As mentioned, to assess the competition between splicing and degradation, the ACT1-CUP1 reporter construct was used. This construct contains an intron that is typically spliced out unless there is a splicing mutation (present in plasmids pJU97 and pJU98). Primer extension analysis will reveal three types of products of differing lengths. There will be a long product corresponding to the pre-mRNA that has an intron along with the exons. An intermediate product would be the mature mRNA with the intron splice out. The third and shortest product, found in the mutant constructs, is the intron-branch point (IBP). A lariat structure forms in the mutant as the intron gets spliced out, but will stall in plasmids with a splice site mutation. The primer extension product extends from the first exon and halts at the lariat resulting in a shortened product.
To assess the contributions to pre-mRNA degradation, the authors blocked exonuclease activity. The BEL1 gene produces a snoRNA after the BEL1 intron is spliced out. If the BEL1 with the snoRNA was subjected to exoribonucleic activity from either the 3' or 5' end we would see degradation intermediates as seen in figure 1. The intronic snoRNA would stall pre-mRNA degradation resulting in accumulation of intermediates whose degradation had not been blocked.
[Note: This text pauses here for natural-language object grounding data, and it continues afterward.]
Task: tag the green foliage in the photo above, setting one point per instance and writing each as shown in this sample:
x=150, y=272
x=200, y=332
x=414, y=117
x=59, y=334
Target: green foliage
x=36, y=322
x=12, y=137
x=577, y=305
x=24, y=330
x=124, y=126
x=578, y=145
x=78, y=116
Finally, to assess the regulation of the nuclear exosome, the authors grew up yeast strains on different media and then probed the RNA as before. The results of this experiment and all the other experiments will be discussed further in the following section.

Results and Discussion
The first experiment in this paper looked at whether pre-mRNA is occurring in the yeast cell and if it involves a component of the exosome. The total RNA in the yeast cell was electrophoresed and transferred to Hybond. The mutant strain (GAL::rrp41) has the Rrp41p component not expressed when grown in the RS medium. When probed for various RNAs we see a 5 to 8 fold accumulation of pre-mRNA's in the mutant compared to the wild-type yeast (fig 2). There is also an increase in mature mRNA levels between the wild type and mutant stains as well. This suggests that since there are increased pre-mRNA levels, then more transcripts must be getting into the cytoplasm and subsequently transcribed. As well, there are differences in RNA levels between RNA transcripts suggesting that the exosome may degrade certain transcripts more efficiently than others may.
Fig 2 - Densitometric analysis by Bousquet-Antonelli et al. (2000) of pre-mRNA and mature mRNA levels in wild type and mutant yeast strains. The levels of mRNA were standardised to PGK1 mRNA, a gene that is not spliced.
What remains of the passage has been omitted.